Oct 18
2022
Creative Ways Urgent Care Leaders Can Retain and Attract Talent Alongside Increased Demand
By Adam Steinberg, EVP client experience, Experity.
The popularity of urgent care has grown continuously over the past several decades, but in just the last few years, the U.S. market has exploded as more and more patients look for nonemergent care options that are more affordable, accessible and convenient.
For many patients, urgent care offers more flexible hours than traditional physician offices and provides care that is both faster and less costly than a visit to the emergency room. The benefits of urgent care were further accentuated by the COVID-19 pandemic, as clinics across the country swiftly adapted to meet the evolving needs of patients and proved that healthcare can be high-velocity, high-quality and accessible to the masses.
Urgent care clinics served a crucial role in providing accessible testing and vaccination for the COVID-19 virus. As a result of urgent care’s impressive response to this demand, its status in the broader healthcare continuum has elevated it to the care site of choice for millions of patients, leading to a significant rise in daily patient visit volumes and expanded expectations for clinics nationwide.
While patient demand and visit volumes continue increasing for U.S. urgent cares, as do staffing shortages. Keeping clinics fully staffed and ensuring staff satisfaction is a top priority for clinic leaders and owners to continue meeting growing patient demand. To better understand the industry’s most pressing growth and retention challenges, and to provide urgent care leaders with actionable insights to support staff satisfaction at their own practices, urgent care leaders across the country were surveyed in the spring of 2022 to reveal beneficial strategies to boost success in these areas and fundamental changes necessary for urgent care clinics to retain and attract talent.
Keeping Staff Satisfied by Meeting Their Top Needs
As demands on clinic staff increase, meeting and prioritizing employee needs is essential for retention. According to the responses from urgent care leaders surveyed about key initiatives they’ve implemented at their own clinics to keep staff happy on the job, the top two initiatives for increasing job satisfaction and retention were offering flexible scheduling and financial incentives.
Clinicians, radiologists, and front desk staff are some of the most difficult positions to fill at clinics right now, all of which are essential to a clinic’s day-to-day operations. Providing the desired incentives for clinic staff will help retain the current workforce and entice new talent to join the team – helping to maintain a fully staffed clinic that delivers on the promise to provide quality, accessible, on-demand care.
Increasing Operational Efficiency
Industry data shows that by 2023, U.S. urgent care clinics are expected to see an additional nine patients per day, taking the average visit volume from 38 patients a day to 47. To properly prepare clinic staff to handle this growing demand and avoid burnout, improving operational efficiencies is key as this area often contributes to frustrating workflows, administrative burdens, and time-consuming processes on the front end. Operational efficiency is a core component of success in the urgent care industry, as it allows practices to treat high volumes of patients while supporting a positive, productive work environment – making it essential for clinics to assess current operations and foundational processes to identify any inefficiencies that can hurt their clinic’s performance.

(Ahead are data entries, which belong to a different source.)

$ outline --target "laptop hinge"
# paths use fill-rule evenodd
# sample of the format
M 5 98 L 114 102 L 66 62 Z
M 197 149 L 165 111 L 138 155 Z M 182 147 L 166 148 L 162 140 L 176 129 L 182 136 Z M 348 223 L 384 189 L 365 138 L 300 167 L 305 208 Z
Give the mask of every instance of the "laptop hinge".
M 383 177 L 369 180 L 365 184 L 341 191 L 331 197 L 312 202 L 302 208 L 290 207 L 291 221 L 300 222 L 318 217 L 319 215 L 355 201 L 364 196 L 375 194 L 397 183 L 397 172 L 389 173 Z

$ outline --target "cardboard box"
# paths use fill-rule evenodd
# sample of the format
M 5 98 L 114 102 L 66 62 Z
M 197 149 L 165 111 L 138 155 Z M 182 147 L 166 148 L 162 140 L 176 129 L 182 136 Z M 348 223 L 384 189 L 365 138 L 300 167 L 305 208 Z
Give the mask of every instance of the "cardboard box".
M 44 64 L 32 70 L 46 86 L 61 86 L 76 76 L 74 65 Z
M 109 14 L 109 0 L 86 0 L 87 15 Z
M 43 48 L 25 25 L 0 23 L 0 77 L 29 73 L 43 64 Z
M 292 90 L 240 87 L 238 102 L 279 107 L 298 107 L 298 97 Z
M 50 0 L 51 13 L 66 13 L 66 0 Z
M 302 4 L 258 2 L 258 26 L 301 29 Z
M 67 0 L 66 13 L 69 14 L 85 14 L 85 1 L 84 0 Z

Simplifying workflows is always a good place to start and is often achieved when a clinic’s HIT solutions operate as a completely integrated system. For most urgent care practices, electronic medical record and practice management (EMR/PM) is the core software used to manage information. When combined with integrated patient engagement solutions, for example, clinics can streamline the patient visit from first contact through discharge, helping to register patients, collect demographic information, and ensure accurate codes for diagnostic classification, saving clinic staff hours of administrative work – a key driver of turnover and burnout.
Having standard operational procedures (SOPs) in place is another key area to add efficiency. Having solid SOPs certifies that all clinic staff are operating based on formalized, standardized and coordinated processes, which limits the risk of error and confusion, improves productivity, and reduces variables driving staff burnout. Informed by industry best practices, SOPs should be comprehensive and cover every function that an urgent care performs, from blood draws to patient check-ins, billing processes, etc. Doing so facilitates a clinic’s ability to perform at its highest potential as it continues to grow and retain its staff base.
Elevating Patient Engagement
Modern patient engagement technology plays a significant role in enabling staff to manage high volumes of patients with ease. When integrated with EMR/PM software, patient engagement technology provides patients with capabilities in seamless online scheduling, registration, smart queues, text reminders, surveys, payments and more. Integrated patient engagement solutions help optimize a clinic’s throughput, minimize administrative work, and refine care processes. By bolstering patient engagement, leaders can simultaneously improve areas of staff satisfaction.
As more and more patients turn to urgent care for their healthcare needs, and as urgent care clinics continue to grow and evolve to keep up with new demands, the importance of maintaining a fully staffed clinic is crucial for continued success. To keep current staff satisfied and attract new talent, urgent care leaders across the U.S. are identifying and taking more opportunities to meet staff’s workplace and financial needs, streamline workflows and use advanced technology to make their jobs easier wherever possible. These efforts will continue to be top of mind for urgent care leaders now and moving forward.